Historical fiction with a very special insight into a real historical figure?
Set in a Scottish castle?
BOARDING PASS INFORMATION
Destination : Kinross, Loch Leven
Author guide: Flora Carr
Food and drink to accompany: nothing, you’re in prison
A novel to transport you to a castle in Scotland
I have read a LOT of historical fiction. A lot about Kings and Queens. I haven’t read much about Mary, Queen of Scots and nothing like this. This is EXCELLENT historical fiction. So good, that I moved my review up from March to now.
What I loved about this (where do I start, there were so many things!) was the way the book took you right inside the minds and souls of Mary Queen of Scots and her maids. Three women who were imprisoned on a tiny island in Scotland. Mary was taken there as a prisoner, to keep her out of the way, as men fought for her throne. That sets the scene for how the women are treated. They are at the mercy of men, their supposed superiors, a runaway husband, an illegitimate half brother and so many more.

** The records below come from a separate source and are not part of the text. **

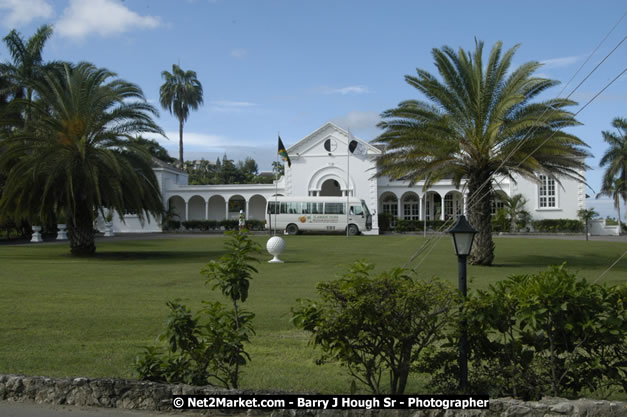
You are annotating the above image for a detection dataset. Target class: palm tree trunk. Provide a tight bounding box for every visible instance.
[179,120,185,169]
[468,172,494,265]
[68,210,96,256]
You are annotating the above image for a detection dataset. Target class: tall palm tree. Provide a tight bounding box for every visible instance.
[0,63,163,255]
[159,64,203,168]
[597,178,625,235]
[0,25,63,120]
[599,117,627,228]
[375,42,588,265]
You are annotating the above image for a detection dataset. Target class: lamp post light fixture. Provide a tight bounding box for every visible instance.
[448,215,477,391]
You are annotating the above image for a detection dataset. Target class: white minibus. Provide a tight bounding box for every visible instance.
[266,197,372,235]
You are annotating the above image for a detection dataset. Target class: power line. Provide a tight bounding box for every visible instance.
[404,23,627,267]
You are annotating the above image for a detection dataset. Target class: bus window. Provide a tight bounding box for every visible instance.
[324,203,346,214]
[281,201,300,214]
[303,203,324,214]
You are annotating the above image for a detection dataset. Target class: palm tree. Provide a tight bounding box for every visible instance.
[0,25,63,120]
[0,63,163,255]
[597,178,625,235]
[577,208,599,240]
[159,64,203,168]
[375,42,589,265]
[599,117,627,228]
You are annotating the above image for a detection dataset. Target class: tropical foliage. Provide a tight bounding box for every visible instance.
[135,231,260,388]
[159,64,203,167]
[292,262,460,394]
[597,117,627,232]
[0,25,63,125]
[375,42,588,265]
[420,265,627,400]
[184,154,274,185]
[0,63,163,255]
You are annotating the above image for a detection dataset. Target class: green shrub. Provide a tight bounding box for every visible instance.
[166,220,181,230]
[292,262,459,394]
[377,213,394,232]
[135,232,260,388]
[246,219,266,231]
[420,265,627,399]
[532,219,583,233]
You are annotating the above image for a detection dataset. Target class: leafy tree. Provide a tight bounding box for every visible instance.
[375,42,589,265]
[0,25,68,124]
[577,208,599,240]
[135,231,260,388]
[597,178,625,234]
[0,63,163,255]
[597,117,627,229]
[159,64,203,167]
[292,262,459,394]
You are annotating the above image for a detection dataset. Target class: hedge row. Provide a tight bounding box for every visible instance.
[166,219,266,231]
[379,214,584,233]
[531,219,584,233]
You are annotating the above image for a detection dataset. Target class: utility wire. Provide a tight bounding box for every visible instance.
[404,28,627,268]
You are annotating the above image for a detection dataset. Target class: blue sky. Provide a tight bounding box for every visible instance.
[0,0,627,215]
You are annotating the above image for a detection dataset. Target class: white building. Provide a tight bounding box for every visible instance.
[114,123,586,234]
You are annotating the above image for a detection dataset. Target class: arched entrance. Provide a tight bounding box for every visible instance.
[168,195,187,222]
[320,179,342,197]
[187,195,206,220]
[248,194,266,220]
[208,195,226,221]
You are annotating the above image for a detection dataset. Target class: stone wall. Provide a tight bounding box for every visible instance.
[0,375,627,417]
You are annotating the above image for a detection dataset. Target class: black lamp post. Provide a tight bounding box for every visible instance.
[448,216,477,391]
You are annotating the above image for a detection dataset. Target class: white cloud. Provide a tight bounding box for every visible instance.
[231,48,248,58]
[540,55,582,69]
[321,85,370,96]
[333,111,381,130]
[210,100,256,113]
[0,0,53,28]
[55,0,161,39]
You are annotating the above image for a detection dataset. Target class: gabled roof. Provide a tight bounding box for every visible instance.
[287,122,382,155]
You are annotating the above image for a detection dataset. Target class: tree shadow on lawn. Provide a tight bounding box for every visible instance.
[492,253,627,271]
[91,250,224,262]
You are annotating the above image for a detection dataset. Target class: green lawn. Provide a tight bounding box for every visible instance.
[0,236,627,392]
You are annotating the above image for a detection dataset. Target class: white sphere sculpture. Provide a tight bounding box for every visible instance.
[266,236,285,264]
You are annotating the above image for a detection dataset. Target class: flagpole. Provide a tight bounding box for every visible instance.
[346,129,352,237]
[273,131,281,236]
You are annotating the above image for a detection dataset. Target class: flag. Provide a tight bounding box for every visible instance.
[279,136,292,168]
[348,136,368,155]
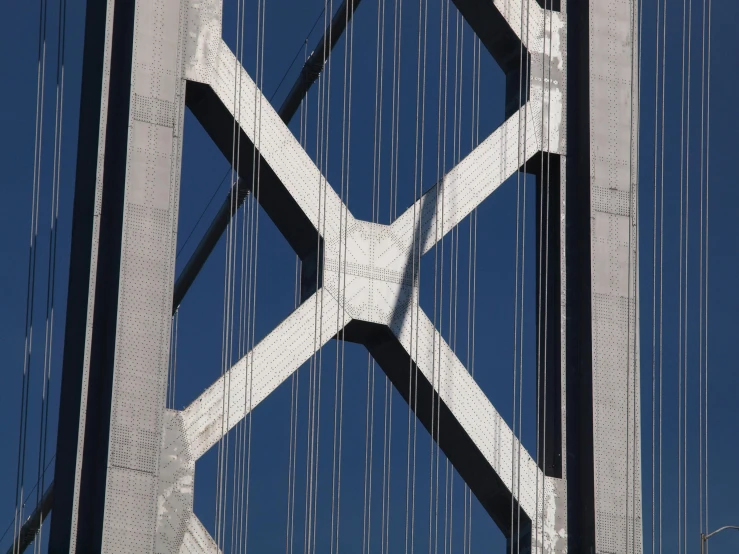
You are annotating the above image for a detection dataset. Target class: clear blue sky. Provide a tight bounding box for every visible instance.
[0,0,739,552]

We learn about Mary and what she is going through by what men have done to her, what men think of her, what lies men have told about her. History books tell Mary’s story in relation to her second husband who was murdered, her son the King and others in her life but what this novel excels at, is the fact that there are very few men, or even mentions of men in Mary’s story here.
By focusing on Mary and her maids Cuckoo and Jane, as well as Mary Seton, we get under their skin and in their heads. We sit with them before the fire, we eat with them, sit in the dark with them and worry with them. What I was humbled to do, was to realise just how strong and resourceful these women were. They didn’t talk down on men but revealed their own inner strength which was so much more powerful. Their lives might have been shaped by men but their minds and words were not. Far from it.
The sense of time and place was superb – one castle, one prison, one island. Claustrophobic and utterly gripping. I am dying to go to the castle in question and take this book with me to hear the whispers of these remarkable women on the wind.
The writing is superb and reads like an historical account as if the author was actually there, but with a modern accessibility.
THIS is historical fiction at its finest!